Schwerpunktprogramm: Gesundheitsförderung für Kinder und Jugendliche in Wiener Spitälern (2005-2007)

Internationaler Hintergrund

Das Internationale Netzwerk Gesundheitsfördernder Kranken-häuser – HPH setzt zunehmend themen- und zielgruppen-spezifische Arbeitsgruppen zur Entwicklung von Methoden und Instrumenten der Gesundheitsförderung ein.
Aufbauend auf der Vorstudie „Health promotion needs of children and adolescents in the hospital“ von Isabelle Aujoulat und Fabrizio Simonelli (2003) wurde im Frühjahr 2004 eine eigene internationale Arbeitsgruppe „Health Promotion for Children and Adolescents in Hospitals“ etabliert, die vom A. Meyer University Children's Hospital, Florenz, koordiniert wird.
Erste europaweite Aktivität war eine Fragebogen-Erhebung in Krankenhäusern bzw. Abteilungen für Kinder- und Jugend-heilkunde zu Rechten der Kinder und Jugendlichen, zu Standards der Implementierung von Gesundheitsförderung und zu laufenden Gesundheitsförderungsmaßnahmen. Die Daten der europäischen Erhebung sind in einem Bericht zusammengefasst.
Unabhängig davon erklärte die WHO die Förderung der Gesundheit von Kindern und Jugendlichen zu einem ihrer Hauptziele.

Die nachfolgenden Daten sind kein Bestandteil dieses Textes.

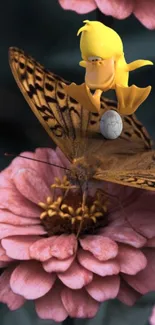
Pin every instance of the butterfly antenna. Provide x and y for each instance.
(37, 160)
(84, 197)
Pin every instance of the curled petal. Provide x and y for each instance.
(12, 199)
(101, 247)
(131, 260)
(144, 225)
(127, 295)
(81, 7)
(50, 306)
(55, 265)
(64, 246)
(78, 303)
(150, 242)
(87, 260)
(61, 247)
(76, 276)
(152, 317)
(4, 264)
(144, 281)
(30, 280)
(145, 12)
(9, 230)
(7, 296)
(103, 288)
(3, 256)
(41, 249)
(119, 9)
(17, 247)
(31, 185)
(64, 161)
(47, 172)
(12, 219)
(124, 234)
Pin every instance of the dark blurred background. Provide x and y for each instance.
(47, 32)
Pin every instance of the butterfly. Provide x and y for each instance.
(128, 160)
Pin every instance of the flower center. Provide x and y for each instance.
(68, 213)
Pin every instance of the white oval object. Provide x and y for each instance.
(111, 125)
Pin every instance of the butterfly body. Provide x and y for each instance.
(127, 160)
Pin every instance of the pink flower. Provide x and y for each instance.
(44, 260)
(144, 10)
(152, 317)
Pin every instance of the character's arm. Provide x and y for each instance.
(137, 64)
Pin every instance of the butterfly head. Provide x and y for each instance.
(81, 171)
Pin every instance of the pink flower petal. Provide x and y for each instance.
(55, 265)
(119, 9)
(7, 296)
(41, 249)
(101, 247)
(50, 306)
(76, 276)
(30, 280)
(5, 178)
(144, 281)
(31, 185)
(64, 246)
(64, 161)
(80, 6)
(12, 200)
(12, 219)
(131, 260)
(4, 264)
(79, 304)
(145, 12)
(87, 260)
(102, 289)
(3, 256)
(17, 247)
(152, 317)
(61, 247)
(127, 295)
(9, 230)
(145, 226)
(124, 234)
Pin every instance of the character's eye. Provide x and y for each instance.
(94, 58)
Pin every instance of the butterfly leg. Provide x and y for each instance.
(83, 206)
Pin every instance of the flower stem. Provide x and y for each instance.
(107, 20)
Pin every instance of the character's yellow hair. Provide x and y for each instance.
(99, 40)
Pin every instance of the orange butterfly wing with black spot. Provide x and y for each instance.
(128, 160)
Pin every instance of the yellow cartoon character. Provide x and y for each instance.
(106, 68)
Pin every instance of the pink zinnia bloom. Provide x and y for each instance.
(44, 260)
(152, 317)
(144, 10)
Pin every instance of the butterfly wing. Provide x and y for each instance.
(128, 160)
(62, 117)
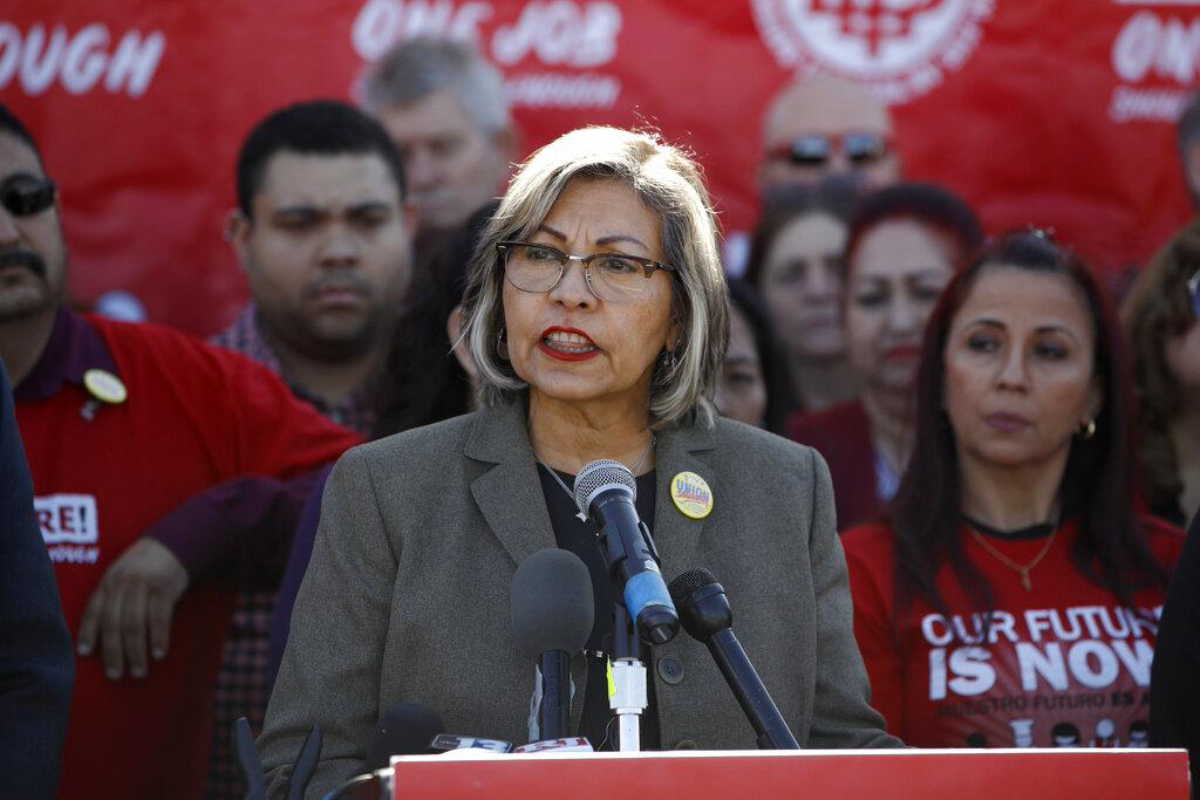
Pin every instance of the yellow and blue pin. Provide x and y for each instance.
(105, 388)
(691, 495)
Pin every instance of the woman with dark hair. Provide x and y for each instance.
(796, 265)
(905, 245)
(1008, 597)
(1162, 316)
(754, 385)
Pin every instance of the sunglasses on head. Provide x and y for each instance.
(816, 149)
(1194, 294)
(24, 196)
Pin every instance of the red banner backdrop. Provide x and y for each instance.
(1050, 112)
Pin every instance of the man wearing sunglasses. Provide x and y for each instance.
(121, 425)
(827, 126)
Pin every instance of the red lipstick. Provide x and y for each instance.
(567, 349)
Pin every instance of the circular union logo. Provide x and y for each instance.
(903, 48)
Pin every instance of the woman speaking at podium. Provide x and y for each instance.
(597, 317)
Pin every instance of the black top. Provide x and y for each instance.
(580, 537)
(1174, 690)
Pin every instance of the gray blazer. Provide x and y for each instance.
(407, 594)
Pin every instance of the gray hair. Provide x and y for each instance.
(670, 184)
(413, 70)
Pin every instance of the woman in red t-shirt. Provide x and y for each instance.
(1012, 596)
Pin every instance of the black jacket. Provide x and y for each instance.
(36, 659)
(1175, 675)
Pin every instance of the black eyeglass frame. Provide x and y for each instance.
(24, 202)
(815, 150)
(648, 264)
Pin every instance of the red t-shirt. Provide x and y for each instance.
(195, 416)
(1063, 665)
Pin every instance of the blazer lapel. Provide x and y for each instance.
(509, 494)
(676, 536)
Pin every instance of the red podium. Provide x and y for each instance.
(760, 775)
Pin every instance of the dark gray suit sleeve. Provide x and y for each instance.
(333, 661)
(36, 659)
(841, 715)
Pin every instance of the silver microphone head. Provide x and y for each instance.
(598, 476)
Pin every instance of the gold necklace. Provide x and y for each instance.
(1009, 563)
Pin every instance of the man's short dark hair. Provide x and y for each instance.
(11, 124)
(319, 127)
(1188, 127)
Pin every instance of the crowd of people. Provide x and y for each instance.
(945, 479)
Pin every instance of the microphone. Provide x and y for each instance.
(305, 765)
(252, 768)
(247, 759)
(605, 492)
(552, 611)
(403, 729)
(708, 618)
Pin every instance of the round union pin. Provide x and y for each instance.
(105, 386)
(691, 495)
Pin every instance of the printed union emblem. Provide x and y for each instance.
(901, 47)
(691, 495)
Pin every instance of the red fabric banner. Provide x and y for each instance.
(1050, 112)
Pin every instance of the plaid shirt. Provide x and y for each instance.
(245, 336)
(244, 685)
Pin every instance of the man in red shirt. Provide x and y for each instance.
(121, 425)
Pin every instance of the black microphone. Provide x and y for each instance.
(252, 769)
(403, 729)
(552, 615)
(605, 492)
(708, 618)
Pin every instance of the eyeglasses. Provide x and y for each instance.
(816, 149)
(1194, 293)
(612, 277)
(25, 196)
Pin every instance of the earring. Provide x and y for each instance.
(502, 346)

Österreichweite Aktivitäten

Aus Österreich beteiligten sich an der europäischen Erhebung insgesamt 16 Abteilungen, davon drei aus Wien. Spezifisch für Wien unterstützte die Bereichsleitung für Struktur-entwicklung die Weiterentwicklung von Gesundheitsförderung in Kinderabteilungen. Im Jahr 2005 wurde aufbauend auf die europäische Erhebung eine Voll-erhebung an allen Wiener Kinderabteilungen durchgeführt, die Ergebnisse wurden im September 2005 im Rahmen der 44. Jahrestagung für Pädiatrie präsentiert. (vgl. auch Posterpräsentation, 14. IC-HPH, Palanga, 2006)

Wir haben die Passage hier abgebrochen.